Обсуждение: BUG #15596: Folders created with wrong permissions when installing anextension with a non-default umask
BUG #15596: Folders created with wrong permissions when installing anextension with a non-default umask
От
PG Bug reporting form
Дата:
The following bug has been logged on the website: Bug reference: 15596 Logged by: Antoine Amarilli Email address: a3nm.postgresql@a3nm.net PostgreSQL version: 11.1 Operating system: Debian testing Description: Hi, I was trying to install a PostgreSQL extension (namely, https://github.com/PierreSenellart/provsql).
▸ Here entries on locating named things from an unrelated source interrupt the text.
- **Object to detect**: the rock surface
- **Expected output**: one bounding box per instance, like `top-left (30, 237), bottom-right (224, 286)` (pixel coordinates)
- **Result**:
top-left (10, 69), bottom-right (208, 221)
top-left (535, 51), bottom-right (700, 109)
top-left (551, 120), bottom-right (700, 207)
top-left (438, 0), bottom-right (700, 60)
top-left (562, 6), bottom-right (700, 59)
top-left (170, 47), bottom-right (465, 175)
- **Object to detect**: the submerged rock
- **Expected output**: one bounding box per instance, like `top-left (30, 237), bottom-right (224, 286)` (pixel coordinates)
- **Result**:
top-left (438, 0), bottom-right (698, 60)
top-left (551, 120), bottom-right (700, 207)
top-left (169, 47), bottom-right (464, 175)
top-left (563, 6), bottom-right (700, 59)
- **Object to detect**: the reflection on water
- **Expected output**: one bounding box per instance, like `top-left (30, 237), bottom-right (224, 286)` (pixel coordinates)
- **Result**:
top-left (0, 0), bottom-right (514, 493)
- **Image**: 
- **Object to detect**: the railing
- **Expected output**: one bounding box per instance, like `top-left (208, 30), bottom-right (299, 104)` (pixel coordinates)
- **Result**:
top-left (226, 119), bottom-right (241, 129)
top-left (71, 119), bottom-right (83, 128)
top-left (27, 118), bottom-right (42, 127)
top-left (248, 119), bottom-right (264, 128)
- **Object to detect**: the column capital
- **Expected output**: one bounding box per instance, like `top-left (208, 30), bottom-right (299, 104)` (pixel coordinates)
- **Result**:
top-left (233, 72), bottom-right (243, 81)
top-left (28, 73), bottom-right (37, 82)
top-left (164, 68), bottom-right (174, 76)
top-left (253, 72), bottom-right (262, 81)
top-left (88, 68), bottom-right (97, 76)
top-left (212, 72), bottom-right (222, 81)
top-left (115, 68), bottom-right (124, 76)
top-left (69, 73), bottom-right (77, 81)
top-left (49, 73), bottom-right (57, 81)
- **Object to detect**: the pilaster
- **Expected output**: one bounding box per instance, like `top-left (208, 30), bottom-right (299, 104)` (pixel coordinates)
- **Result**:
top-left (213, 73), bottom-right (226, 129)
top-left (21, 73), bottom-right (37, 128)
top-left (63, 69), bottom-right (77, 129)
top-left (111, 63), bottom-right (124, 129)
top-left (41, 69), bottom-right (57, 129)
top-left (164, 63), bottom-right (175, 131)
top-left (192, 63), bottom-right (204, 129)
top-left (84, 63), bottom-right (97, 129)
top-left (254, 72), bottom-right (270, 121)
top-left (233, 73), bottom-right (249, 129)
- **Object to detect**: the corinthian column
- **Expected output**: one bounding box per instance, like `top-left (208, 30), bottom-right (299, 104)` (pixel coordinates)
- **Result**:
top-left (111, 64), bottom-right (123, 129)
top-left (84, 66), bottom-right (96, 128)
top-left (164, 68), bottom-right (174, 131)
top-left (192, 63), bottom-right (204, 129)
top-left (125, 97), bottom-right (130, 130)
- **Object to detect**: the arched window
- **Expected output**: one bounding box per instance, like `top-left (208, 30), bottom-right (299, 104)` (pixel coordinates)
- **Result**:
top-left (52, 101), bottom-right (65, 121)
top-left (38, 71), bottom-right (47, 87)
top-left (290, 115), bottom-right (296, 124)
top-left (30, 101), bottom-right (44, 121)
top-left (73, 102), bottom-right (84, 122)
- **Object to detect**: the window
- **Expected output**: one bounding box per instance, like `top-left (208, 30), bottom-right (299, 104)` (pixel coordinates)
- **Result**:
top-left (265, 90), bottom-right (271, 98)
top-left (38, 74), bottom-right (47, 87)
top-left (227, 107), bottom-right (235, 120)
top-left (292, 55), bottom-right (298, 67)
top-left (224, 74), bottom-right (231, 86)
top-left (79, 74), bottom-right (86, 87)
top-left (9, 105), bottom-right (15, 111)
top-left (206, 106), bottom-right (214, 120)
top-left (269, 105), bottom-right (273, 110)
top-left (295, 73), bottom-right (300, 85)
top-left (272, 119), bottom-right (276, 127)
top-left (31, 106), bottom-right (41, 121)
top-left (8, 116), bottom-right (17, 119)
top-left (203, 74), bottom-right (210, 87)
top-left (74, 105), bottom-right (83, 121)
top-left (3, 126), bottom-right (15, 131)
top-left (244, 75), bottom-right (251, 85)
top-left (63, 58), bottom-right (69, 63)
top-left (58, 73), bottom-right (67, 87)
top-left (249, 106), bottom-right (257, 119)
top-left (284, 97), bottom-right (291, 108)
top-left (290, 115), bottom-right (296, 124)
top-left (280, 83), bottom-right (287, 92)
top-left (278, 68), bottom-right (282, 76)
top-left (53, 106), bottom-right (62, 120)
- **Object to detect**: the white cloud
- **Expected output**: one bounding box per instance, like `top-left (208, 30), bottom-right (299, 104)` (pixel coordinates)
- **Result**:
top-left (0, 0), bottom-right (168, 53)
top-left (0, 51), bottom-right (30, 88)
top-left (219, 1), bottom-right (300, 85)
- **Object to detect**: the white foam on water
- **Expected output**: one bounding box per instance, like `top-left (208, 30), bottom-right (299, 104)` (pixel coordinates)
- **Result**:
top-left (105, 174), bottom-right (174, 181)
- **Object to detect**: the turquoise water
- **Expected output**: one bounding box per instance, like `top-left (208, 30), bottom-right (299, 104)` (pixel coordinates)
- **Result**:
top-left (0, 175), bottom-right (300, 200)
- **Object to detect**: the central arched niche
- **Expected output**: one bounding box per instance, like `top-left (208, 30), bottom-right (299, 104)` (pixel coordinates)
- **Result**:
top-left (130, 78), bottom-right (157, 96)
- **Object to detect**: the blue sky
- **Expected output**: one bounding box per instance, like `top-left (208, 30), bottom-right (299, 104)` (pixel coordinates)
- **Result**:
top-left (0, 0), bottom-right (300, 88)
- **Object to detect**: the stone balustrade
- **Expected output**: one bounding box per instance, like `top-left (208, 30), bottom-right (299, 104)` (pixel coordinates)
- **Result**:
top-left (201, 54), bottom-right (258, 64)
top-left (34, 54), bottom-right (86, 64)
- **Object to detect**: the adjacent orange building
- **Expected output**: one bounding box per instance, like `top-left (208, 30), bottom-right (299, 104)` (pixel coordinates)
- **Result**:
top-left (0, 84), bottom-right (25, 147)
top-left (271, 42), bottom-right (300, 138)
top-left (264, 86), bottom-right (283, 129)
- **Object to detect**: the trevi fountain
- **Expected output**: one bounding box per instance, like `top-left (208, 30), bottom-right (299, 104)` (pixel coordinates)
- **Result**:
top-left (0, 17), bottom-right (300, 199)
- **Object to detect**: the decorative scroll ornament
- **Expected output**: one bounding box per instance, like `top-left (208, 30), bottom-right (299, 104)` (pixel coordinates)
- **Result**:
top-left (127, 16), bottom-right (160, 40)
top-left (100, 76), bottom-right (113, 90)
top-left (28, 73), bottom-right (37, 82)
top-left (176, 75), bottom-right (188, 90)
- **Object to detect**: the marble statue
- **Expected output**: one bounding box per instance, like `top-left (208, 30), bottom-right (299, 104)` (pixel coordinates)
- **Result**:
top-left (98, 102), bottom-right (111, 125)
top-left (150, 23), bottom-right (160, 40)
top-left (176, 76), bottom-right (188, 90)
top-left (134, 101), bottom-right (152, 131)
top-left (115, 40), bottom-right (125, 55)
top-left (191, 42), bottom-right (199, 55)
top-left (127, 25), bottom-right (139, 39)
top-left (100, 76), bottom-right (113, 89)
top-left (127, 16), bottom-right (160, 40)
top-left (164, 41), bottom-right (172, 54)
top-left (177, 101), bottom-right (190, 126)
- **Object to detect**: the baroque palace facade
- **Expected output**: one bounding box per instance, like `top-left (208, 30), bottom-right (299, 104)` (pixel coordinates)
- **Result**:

This extension uses the macros in the file /usr/lib/postgresql/11/lib/pgxs/src/makefiles/pgxs.mk to install itself, so running "make install" does the following: /bin/mkdir -p '/usr/lib/postgresql/11/lib' /bin/mkdir -p '/usr/share/postgresql/11/extension' /bin/mkdir -p '/usr/share/postgresql/11/extension' /bin/mkdir -p '/usr/share/doc/postgresql-doc-11/extension' /usr/bin/install -c -m 755 provsql.so '/usr/lib/postgresql/11/lib/provsql.so' /usr/bin/install -c -m 644 .//provsql.control '/usr/share/postgresql/11/extension/' /usr/bin/install -c -m 644 .//sql/provsql--1.0.0-dev.sql '/usr/share/postgresql/11/extension/' /usr/bin/install -c -m 644 .//doc/provsql.md '/usr/share/doc/postgresql-doc-11/extension/' /bin/mkdir -p '/usr/lib/postgresql/11/lib/bitcode/provsql' /bin/mkdir -p '/usr/lib/postgresql/11/lib/bitcode'/provsql/src/ ... However, the umask of my user is 077, so these "mkdir -p" invocations are creating folders that can only be read by root, which is not the intended behavior. Would it be possible to fix this by redefining MKDIR_P="mkdir -m 0755 -p" in pgxs.mk so that the mkdir invocations create the folders with the right permissions, in line with the "install" invocations? Thanks!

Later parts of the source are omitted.